William Shakespeare. This name doesn’t exactly invoke a reaction of excitement and enthusiasm from most college students. So when a new Shakespeare film is playing in theaters, most college students don’t even know it exists. I suppose advertising this movie on MTV and BET just would not make any sense.
For those of you who aren’t passionate about Shakespeare, I would exercise caution in your decision to see The Merchant of Venice. If you’re looking for a regular Hollywood movie or a Romeo and Juliet Baz Luhrmann-esque Shakespeare spin-off, you might want to reconsider. You probably won’t have the attention span to sit through the entire movie without daydreaming about your next drunken night or thinking of The Lion King. Hey, I’m not completely crazy – Antonio is played by Jeremy Irons, the voice of Scar from The Lion King.
But for all of you Elizabethan theater nuts, it is a must-see. The actors truly mastered the art of Shakespeare. Al Pacino led this troupe of actors with his performance of Shylock. He achieved the depth of Shylock by making the audience feel pity for the persecuted Jew, yet earned hatred for his mercilessness in demanding one pound of Antonio’s flesh. Though Antonio is not in much of the movie, Irons gave one of his best supporting performances.
Shakespearean scholars continue to debate whether or not Bassanio, played by Joseph Fiennes, and Antonio had a romantic relationship. Most scholars agree that Antonio had a deep affection for Bassanio. Irons captured this affection for Bassanio with one look in the beginning of the movie.

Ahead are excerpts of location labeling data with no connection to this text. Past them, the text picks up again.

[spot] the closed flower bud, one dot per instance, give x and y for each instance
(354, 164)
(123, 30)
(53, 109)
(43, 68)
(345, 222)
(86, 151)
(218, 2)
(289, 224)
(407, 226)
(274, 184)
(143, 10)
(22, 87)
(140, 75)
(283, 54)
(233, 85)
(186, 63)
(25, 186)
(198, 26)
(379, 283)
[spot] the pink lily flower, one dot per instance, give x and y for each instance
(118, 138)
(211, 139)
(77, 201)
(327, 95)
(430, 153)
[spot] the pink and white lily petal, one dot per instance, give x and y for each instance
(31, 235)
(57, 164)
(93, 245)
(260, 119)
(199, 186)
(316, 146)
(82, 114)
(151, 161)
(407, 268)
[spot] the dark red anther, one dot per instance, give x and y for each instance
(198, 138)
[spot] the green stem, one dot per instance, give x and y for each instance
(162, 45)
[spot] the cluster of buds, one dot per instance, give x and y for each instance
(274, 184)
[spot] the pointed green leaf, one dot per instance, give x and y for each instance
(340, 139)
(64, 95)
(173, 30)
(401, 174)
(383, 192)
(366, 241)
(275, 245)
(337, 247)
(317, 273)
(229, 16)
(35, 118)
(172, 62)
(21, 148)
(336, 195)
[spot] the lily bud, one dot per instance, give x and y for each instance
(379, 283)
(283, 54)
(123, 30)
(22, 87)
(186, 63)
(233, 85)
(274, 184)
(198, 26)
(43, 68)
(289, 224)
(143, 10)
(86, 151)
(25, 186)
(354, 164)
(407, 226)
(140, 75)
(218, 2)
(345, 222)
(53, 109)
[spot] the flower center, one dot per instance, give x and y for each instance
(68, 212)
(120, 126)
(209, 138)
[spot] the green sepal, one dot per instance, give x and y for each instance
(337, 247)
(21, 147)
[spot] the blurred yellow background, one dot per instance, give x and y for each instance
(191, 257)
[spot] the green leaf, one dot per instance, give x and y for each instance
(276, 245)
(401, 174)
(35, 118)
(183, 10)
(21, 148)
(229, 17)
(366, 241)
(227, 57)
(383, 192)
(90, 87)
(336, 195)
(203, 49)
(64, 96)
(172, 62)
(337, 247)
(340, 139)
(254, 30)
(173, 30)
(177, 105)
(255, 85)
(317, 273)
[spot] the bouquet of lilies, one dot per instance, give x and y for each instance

Besides the excellent acting, the screenplay followed the play practically word for word. This would satisfy any Shakespeare fan, but made the movie stretch for a slow two hours and twenty minutes. For the attention span of the modern audience, particularly college students who are looking for sex, violence and action in movies, this film could be almost unbearable. You may want to think twice about bringing your date along too, unless you want to cuddle in each others arms and fall asleep.
If you do have interest in seeing how experienced actors make Shakespeare enjoyable, then The Merchant of Venice is the right flick for you. But if you don’t have a particular interest, I would skip this Shakespearean event.